New Imposter Apps Mock Google Bouncer


(picture from PC World)

While I'm really happy to see Google getting more involved to keep the Android market safer and as malware free as possible, it's discouraging to hear of new spammer apps that resemble well known applications discovered by users in Androids market literally days after the release of Google Bouncer, who's sole purpose is to scan the market for dangerous apps. Not only does it demonstrate just how bold the makers of these apps are, it also shows just how difficult of a challenge that Google is up against.

Our friends over at Android Police were the first to find the suspicious apps, which inluded fake versions of the following apps:

  • Jetpack Joyride
  • Madden NFL 12
  • Batman Arkham City Lockdown
  • Angry Chicken

….and nearly a dozen others. A fake version of Pinterest was also found in the market from a developer named "Official Android App“ (**facepalm**), which installs additional apps on the users phone without their permission.

While these apps may not be the most malicous in terms of damaging your device, a look at the user comments tell just what it is that the apps attempted to accomplish. Here are some comments for "Jetpack Joyride“:

"Will not let me enter my email address to download the full version! What a load of rubbish," wrote a user named Bethanie on Feb. 5.

"The app won't open until I fill out 50 surveys and submit all [my] personal info for telemarketing, and email blitzing … Just want to play the game and it still won't open," user Jon wrote

Apparently, the developer of these apps is known as "Rovio Mobile LTD“, an obvious ripoff of Rovio Entertainment (creator of Angry birds and **double facepalm**).

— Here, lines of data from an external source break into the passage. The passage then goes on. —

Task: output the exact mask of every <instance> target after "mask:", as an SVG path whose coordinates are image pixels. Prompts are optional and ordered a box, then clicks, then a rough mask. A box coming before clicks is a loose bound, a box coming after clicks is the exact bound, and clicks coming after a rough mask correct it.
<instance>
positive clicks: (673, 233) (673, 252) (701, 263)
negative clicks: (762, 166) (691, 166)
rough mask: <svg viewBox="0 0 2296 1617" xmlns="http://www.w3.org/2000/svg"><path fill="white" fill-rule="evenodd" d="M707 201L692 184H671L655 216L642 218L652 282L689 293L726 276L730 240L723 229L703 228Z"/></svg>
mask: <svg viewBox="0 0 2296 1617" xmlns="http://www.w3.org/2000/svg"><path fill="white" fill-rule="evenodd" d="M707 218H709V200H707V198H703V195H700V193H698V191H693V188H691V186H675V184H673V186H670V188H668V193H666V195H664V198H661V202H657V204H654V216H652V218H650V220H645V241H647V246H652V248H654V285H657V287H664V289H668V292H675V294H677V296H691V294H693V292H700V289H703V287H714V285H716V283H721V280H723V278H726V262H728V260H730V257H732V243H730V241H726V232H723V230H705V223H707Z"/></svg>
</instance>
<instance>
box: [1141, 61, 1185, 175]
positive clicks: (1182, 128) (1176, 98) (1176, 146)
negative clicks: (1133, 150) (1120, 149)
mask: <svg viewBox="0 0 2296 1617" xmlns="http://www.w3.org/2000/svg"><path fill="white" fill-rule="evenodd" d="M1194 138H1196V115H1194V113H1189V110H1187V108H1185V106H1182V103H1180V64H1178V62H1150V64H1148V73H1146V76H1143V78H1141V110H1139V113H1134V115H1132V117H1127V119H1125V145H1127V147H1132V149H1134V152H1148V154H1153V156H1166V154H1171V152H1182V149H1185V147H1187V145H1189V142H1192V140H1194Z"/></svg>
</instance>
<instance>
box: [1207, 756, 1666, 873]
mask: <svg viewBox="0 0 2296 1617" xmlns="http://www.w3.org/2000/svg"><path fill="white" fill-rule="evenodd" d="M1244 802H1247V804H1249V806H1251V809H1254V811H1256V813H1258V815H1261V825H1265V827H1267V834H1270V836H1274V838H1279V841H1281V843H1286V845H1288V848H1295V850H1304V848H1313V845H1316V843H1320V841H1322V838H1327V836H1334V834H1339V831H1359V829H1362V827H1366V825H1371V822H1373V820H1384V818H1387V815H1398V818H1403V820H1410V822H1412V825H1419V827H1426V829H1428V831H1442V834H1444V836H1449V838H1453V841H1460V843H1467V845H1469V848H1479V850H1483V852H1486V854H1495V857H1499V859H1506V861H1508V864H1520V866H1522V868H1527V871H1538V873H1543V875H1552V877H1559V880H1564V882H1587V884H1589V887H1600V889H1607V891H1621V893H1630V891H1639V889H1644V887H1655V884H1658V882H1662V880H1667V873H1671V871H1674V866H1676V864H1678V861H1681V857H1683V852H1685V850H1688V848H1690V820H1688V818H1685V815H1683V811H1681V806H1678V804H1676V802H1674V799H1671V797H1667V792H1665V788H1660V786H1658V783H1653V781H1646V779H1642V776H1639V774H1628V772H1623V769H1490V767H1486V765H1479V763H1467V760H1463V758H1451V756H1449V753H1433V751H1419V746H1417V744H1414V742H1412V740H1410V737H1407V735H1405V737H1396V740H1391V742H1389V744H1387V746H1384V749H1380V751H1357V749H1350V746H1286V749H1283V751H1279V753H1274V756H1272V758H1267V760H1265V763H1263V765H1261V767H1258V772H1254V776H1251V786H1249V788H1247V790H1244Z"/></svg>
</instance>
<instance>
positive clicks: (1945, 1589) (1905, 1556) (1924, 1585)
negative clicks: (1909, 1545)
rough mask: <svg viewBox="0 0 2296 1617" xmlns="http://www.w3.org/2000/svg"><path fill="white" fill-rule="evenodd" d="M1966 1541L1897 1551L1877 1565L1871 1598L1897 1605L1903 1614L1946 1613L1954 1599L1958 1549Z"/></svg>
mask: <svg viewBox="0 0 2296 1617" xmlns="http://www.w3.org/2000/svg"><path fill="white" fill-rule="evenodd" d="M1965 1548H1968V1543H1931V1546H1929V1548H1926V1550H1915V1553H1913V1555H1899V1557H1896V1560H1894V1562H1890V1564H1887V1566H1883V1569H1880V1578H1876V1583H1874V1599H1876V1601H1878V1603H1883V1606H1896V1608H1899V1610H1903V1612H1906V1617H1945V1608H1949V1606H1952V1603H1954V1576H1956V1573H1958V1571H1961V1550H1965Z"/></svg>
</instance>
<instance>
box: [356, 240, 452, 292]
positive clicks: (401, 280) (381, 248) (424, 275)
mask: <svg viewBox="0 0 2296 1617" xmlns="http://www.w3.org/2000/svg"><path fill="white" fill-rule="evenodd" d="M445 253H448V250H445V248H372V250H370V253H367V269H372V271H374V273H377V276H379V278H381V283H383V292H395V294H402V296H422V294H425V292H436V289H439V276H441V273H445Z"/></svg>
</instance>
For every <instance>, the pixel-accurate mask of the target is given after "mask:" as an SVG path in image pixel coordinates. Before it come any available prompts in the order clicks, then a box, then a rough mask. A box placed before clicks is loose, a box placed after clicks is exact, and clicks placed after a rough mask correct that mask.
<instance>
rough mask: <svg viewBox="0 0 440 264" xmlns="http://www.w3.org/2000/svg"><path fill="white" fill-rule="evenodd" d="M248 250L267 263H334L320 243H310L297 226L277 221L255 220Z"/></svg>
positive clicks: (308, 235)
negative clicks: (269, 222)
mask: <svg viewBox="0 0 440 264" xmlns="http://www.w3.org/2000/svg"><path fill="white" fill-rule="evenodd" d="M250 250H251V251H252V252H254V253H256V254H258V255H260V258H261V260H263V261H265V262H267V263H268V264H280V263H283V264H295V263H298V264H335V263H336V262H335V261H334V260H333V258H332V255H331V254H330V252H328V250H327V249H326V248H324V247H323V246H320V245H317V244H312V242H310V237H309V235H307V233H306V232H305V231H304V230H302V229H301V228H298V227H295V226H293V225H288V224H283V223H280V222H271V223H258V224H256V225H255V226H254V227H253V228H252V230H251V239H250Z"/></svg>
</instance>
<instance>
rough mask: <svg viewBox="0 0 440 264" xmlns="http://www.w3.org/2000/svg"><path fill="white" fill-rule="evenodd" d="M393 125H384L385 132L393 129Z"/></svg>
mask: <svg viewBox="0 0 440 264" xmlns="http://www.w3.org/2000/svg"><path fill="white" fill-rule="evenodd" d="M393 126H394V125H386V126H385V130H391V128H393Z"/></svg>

So why is it that despite Google's efforts, that these apps still keep showing up in the market? Well, apparently the developers behind the creation of such apps are always 1 step ahead of the game, and there is simply only so much that even Boucer can do to prevent such apps from getting to the market. (Just a personal tip: If you see an app from a dev named "Official Android Developer", ya might just wanna think twice before you download it. If he was that "official", the app dev name would be "Google)". 

Google acknowledged the findings of these apps, and noted that while they did impersonate legitimate apps, they "did not contain malware, nor did they do anything to damage a user's phone or bypass permissions."